ESP and Religion
In my recent book, God: The Failed Hypothesis—How Science Shows that God Does Not Exist, I frame various hypotheses that predict that the actions of God should be detectable to the human eye and the instruments of modern science. In one example, I argue that almost all religions posit an immaterial spirit or soul separate from the body. If this is the case, then this spirit or soul should manifest its existence in some phenomena that go beyond what we associate with the material world and describe by physical law.
Examples of such phenomena include extrasensory perception (ESP), mind-over-matter or psychokinesis (PK), provable out-of-body experiences (OBE), and near-death experiences (NDE) that are actual returns from the dead. Other related phenomena include demonstrated efficacy of distant intercessory prayer and the successful verification that humans have obtained revealed truths that they could not possibly know by natural means.
In several reviews and interviews, theologians and other commentators have noted that “No religion makes claims that humans possess ESP.” Now, I do not claim they do either.
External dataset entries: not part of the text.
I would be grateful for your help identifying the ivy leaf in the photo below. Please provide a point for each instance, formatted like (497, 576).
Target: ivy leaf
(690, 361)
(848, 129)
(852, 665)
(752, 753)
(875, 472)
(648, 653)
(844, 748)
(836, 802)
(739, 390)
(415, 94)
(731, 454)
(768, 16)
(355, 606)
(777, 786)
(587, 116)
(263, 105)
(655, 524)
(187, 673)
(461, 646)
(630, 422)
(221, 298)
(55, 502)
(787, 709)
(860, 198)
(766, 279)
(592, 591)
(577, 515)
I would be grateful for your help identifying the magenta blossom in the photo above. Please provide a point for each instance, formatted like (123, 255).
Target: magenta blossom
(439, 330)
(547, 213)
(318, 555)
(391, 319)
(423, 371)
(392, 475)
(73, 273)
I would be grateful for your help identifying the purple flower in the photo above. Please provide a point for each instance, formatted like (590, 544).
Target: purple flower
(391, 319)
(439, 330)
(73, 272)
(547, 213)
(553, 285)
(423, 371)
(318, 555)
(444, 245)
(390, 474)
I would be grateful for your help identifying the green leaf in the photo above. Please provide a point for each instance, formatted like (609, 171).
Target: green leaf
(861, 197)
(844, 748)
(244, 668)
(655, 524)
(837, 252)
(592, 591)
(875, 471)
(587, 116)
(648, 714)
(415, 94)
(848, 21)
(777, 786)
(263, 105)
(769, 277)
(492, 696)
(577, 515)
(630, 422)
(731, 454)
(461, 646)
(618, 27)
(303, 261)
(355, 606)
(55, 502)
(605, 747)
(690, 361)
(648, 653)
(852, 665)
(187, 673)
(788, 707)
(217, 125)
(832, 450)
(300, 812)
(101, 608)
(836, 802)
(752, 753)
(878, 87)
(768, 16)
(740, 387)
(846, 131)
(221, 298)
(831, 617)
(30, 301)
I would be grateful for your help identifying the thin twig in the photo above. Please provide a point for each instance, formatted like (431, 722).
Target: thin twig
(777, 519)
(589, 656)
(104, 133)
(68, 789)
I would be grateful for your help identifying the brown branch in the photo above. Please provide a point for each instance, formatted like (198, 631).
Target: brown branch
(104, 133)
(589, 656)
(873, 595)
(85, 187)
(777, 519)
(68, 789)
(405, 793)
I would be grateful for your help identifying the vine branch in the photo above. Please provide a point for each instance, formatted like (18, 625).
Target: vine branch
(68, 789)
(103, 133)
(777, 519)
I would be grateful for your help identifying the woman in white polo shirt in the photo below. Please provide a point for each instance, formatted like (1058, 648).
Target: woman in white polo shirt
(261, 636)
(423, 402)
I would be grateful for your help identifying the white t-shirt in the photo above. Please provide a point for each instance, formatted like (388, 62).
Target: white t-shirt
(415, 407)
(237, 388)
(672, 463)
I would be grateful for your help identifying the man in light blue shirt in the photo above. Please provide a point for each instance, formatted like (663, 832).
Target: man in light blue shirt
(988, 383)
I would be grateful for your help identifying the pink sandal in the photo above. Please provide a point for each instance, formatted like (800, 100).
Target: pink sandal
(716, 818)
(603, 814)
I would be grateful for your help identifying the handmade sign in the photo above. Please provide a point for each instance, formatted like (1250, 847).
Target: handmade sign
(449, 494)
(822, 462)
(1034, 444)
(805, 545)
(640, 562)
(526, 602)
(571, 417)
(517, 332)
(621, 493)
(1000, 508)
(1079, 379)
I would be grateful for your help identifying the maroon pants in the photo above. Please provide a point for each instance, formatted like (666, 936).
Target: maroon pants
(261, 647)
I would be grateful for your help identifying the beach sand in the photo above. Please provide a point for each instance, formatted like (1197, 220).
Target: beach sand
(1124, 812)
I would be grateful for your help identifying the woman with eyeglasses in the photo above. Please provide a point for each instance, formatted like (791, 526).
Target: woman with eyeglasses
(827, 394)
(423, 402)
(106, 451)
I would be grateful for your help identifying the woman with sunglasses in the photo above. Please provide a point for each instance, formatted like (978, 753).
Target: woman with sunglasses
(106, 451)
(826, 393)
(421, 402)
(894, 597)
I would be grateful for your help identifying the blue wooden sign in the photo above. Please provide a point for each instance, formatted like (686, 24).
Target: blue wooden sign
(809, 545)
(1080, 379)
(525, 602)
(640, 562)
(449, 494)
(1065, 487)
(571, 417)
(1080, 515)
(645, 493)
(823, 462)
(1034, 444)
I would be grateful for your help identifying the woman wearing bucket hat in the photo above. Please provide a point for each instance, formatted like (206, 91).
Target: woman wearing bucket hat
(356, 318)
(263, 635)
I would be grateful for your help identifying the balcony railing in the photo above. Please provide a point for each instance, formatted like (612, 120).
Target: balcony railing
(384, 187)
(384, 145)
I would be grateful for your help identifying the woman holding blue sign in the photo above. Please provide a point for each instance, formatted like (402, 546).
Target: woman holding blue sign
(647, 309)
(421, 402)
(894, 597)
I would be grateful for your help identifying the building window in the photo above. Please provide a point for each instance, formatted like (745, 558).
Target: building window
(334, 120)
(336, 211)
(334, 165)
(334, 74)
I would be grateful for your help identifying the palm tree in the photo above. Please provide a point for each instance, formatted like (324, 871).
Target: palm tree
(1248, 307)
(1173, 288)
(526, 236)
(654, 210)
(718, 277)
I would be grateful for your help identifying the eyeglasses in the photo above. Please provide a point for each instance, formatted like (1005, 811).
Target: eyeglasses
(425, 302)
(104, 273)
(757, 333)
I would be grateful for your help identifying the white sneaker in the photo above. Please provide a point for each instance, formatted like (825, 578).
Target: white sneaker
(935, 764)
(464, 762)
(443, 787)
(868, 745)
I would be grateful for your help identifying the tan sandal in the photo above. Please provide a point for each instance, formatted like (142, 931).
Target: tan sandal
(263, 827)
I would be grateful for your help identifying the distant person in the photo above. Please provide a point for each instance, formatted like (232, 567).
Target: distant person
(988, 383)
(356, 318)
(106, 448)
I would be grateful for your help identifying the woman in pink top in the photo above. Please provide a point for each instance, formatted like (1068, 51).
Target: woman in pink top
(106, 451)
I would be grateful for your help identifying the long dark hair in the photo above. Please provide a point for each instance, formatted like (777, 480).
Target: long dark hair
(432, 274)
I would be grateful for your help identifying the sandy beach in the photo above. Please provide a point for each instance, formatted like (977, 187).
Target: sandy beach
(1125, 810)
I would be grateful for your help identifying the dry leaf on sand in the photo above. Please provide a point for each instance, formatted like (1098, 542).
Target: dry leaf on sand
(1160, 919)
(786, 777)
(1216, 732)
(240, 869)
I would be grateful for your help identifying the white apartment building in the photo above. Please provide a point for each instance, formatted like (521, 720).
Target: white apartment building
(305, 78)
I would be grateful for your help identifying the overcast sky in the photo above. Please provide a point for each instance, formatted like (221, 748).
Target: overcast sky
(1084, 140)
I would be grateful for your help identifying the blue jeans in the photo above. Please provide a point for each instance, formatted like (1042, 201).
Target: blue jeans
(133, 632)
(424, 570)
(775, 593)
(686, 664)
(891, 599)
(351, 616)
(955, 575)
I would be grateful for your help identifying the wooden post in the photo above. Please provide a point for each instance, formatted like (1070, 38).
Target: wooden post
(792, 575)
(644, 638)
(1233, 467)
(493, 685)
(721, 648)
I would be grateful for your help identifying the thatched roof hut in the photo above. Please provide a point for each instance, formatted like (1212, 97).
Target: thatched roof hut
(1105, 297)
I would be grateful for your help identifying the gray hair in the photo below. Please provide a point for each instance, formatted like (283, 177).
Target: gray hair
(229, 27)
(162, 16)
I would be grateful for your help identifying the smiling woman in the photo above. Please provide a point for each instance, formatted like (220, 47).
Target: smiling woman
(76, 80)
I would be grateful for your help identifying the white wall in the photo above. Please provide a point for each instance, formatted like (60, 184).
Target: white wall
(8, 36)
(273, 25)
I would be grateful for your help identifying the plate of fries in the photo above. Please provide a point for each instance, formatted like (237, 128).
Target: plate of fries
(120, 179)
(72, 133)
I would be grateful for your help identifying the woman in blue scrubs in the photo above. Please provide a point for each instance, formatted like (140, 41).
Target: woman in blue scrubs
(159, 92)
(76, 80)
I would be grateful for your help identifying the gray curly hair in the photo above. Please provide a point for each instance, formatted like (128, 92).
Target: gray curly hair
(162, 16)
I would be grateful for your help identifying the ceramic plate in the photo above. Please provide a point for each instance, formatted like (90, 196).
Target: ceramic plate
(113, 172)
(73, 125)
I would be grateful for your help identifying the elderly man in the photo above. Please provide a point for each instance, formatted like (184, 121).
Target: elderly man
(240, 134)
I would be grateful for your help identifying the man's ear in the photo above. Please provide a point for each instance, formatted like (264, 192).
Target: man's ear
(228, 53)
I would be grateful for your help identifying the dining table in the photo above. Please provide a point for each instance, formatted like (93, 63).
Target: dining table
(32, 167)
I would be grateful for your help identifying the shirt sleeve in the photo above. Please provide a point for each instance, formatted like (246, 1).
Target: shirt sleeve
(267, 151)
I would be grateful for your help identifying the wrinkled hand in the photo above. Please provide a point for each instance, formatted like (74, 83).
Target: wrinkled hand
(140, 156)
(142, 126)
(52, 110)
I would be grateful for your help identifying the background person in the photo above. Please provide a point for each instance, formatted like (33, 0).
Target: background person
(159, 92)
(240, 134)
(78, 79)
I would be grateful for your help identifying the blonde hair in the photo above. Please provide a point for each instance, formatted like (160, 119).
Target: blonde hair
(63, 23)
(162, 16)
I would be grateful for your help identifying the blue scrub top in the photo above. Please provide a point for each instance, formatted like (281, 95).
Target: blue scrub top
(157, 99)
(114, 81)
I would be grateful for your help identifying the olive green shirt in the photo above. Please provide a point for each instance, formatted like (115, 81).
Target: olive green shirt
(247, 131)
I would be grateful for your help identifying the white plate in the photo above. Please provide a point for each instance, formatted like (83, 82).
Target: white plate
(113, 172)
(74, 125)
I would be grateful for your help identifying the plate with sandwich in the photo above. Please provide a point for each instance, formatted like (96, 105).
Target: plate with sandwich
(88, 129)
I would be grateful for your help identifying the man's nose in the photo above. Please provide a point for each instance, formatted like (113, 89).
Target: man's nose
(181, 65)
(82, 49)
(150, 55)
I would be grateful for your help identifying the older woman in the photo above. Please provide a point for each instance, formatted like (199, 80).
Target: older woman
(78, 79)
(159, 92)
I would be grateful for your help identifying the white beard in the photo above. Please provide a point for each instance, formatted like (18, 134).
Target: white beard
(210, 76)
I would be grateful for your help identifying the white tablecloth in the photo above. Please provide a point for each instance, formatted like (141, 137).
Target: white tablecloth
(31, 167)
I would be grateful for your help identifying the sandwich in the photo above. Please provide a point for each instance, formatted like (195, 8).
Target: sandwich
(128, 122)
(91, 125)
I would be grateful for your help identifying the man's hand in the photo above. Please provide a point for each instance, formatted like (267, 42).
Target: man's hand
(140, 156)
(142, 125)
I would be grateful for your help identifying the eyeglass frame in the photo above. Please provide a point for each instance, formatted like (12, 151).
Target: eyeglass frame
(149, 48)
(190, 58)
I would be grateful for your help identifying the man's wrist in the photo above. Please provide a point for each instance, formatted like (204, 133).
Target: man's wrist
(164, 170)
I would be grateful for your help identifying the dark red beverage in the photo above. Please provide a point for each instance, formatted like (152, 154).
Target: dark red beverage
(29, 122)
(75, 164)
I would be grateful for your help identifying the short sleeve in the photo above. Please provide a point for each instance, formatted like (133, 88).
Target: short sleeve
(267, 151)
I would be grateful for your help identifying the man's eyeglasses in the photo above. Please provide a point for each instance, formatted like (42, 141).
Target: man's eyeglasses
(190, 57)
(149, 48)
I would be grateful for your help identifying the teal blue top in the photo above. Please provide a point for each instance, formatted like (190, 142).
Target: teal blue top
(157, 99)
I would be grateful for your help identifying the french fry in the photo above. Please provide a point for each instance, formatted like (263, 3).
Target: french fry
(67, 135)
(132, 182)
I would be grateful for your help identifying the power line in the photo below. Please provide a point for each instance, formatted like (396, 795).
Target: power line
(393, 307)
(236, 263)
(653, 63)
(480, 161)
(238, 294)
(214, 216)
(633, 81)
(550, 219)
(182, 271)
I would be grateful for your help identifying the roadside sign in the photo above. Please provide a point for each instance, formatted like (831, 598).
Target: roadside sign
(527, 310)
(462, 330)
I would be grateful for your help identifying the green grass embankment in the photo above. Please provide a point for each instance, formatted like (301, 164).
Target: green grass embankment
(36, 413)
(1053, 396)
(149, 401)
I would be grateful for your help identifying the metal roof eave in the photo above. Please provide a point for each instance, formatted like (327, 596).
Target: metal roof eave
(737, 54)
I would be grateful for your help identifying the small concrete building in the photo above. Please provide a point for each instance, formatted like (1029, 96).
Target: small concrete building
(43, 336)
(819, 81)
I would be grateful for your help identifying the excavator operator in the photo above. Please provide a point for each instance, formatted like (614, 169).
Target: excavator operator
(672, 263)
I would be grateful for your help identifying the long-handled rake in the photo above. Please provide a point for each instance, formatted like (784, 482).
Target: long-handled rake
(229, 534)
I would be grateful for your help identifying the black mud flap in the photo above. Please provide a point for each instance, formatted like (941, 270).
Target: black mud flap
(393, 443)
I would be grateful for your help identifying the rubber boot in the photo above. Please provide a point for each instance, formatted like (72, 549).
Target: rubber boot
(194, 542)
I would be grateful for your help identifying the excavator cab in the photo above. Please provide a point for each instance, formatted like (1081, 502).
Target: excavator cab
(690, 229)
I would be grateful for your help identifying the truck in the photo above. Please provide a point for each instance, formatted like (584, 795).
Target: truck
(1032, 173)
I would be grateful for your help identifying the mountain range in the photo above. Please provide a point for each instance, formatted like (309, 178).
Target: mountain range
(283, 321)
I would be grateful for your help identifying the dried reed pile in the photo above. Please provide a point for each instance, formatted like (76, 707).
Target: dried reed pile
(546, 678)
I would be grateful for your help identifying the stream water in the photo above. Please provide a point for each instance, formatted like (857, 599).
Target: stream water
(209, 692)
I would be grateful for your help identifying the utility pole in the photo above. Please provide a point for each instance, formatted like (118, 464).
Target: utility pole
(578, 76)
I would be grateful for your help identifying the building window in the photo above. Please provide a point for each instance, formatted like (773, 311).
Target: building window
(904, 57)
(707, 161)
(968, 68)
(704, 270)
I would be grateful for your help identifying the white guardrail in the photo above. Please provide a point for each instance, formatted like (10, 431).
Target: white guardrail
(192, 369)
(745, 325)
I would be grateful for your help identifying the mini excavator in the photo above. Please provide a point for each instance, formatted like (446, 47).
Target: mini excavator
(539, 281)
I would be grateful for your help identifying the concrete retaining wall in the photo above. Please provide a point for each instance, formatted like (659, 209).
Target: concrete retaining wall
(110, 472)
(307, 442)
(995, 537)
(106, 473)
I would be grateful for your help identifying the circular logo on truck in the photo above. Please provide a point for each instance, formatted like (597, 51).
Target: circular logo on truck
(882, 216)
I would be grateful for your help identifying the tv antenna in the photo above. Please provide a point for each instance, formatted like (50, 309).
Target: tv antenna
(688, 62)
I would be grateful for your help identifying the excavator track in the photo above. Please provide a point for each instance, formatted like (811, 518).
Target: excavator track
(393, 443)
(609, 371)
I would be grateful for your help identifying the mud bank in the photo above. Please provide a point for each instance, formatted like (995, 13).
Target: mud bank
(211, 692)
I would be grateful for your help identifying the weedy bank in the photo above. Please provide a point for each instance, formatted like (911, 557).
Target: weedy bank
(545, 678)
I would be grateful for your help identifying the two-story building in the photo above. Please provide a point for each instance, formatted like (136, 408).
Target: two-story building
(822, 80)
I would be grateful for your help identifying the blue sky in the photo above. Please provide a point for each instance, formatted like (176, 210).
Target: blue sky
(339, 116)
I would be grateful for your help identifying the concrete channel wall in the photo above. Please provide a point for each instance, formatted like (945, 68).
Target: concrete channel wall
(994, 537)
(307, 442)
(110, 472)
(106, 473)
Nowhere do I argue, “ESP does not exist so therefore God does not exist.” I only hypothesize that some evidence for a spirit or soul should be found. This could be ESP, PK, OBE, NDE, prayers, revelations, or some other paranormal phenomenon that exceeds the capabilities of matter. I then take the fact that we see none of these to mean that a God who provided us with spirits or souls does not exist.
If we go back though the early history of psychic studies, which started in the mid 1800s, we see signs that most investigators were motivated by personal religiosity to find evidence for the soul or an immaterial force of some kind. After all, wireless telegraphy had been demonstrated; why not wireless telepathy? Let me just mention two early psychic researchers, each of whom held prominent status in physics and chemistry.
William Crookes (1832–1919) discovered the chemical elements thallium and selenium and invented the vacuum tube that was used to discover the electron. Sir Oliver Lodge (1851–1940) transmitted radio signals before Marconi (but after Tesla) and invented spark-plug ignition as well as the vacuum tube that was used in electronic circuits and other devices well into the mid-twentieth century. Ignoring what he must have known were the proper protocols of good science, Crookes performed poorly controlled experiments with fraudulent mediums that he felt confirmed his already held belief in a spirit world. Lodge also allowed his personal beliefs to override any natural skepticism he would be expected to exhibit as a competent scientist. His son Raymond had been killed in Flanders in 1915, and Lodge insisted that Raymond was communicating with his family from beyond the grave. Lodge also allowed himself to be bamboozled by phony psychics.
A third major figure in the history of psychic research was Joseph Banks Rhine (1895–1980), who made an honest attempt to do careful laboratory tests of paranormal phenomena at Duke University (although cheating by others did take place in his lab). Rhine coined the term “ESP” and founded the Journal of Parapsychology after his submissions to conventional journals were continually turned down. Rhine was a religious man and hoped his work would help reconcile science and religion by finding scientific evidence for a nonphysical component in humans. He clearly did not regard observation of spiritual phenomena as beyond the capabilities of science.
Today’s parapsychologists are usually very careful about denying that they are drawing any supernatural conclusions when they claim evidence for a paranormal effect. In this way, they are able to position themselves a little closer to the fringe of science where the widely accepted dogma holds that science can say nothing about the supernatural. I have strongly criticized this assertion (see “Supernatural Science,” Skeptical Briefs, March 2006, pp. 11–15).
Let us imagine what would happen if well-controlled experiments on ESP found evidence that passes the most stringent tests that science can provide, leading even the most skeptical to admit that the phenomenon is real, thus requiring James Randi to award his million dollar prize. Surely scientists of every stripe would initially seek to explain the results in terms of known natural processes and perform experiments that would test the hypothesis.
For example, the strength of the ESP signal would be measured as a function of direction and distance from the source. If it fell off with the square of the distance, then this would be evidence that ESP emissions are a form of energy and probably a natural phenomenon. Indeed, at the suggestion of Einstein, Rhine performed such an experiment. When he found no “distance effect,” he concluded that the phenomenon was not physical. He avoided the more obvious conclusion that the phenomenon was not real.
If that experiment was duplicated with a clear ESP signal that did not fall off with distance, then we would have evidence that ESP violates energy conservation and does not behave as expected for a material force. While it would undoubtedly be argued that this result could still be natural, energy conservation is such a fundamental law of matter that its violation would be strong evidence for a reality beyond matter.
I imagine that parapsychologists would be delighted to see such an empirical result. How much more important to have discovered evidence for the soul—for a world beyond matter—than just another form of physical communication! And you can rest assured that theologians would readily change their tune about whether established evidence for ESP is evidence for a human soul.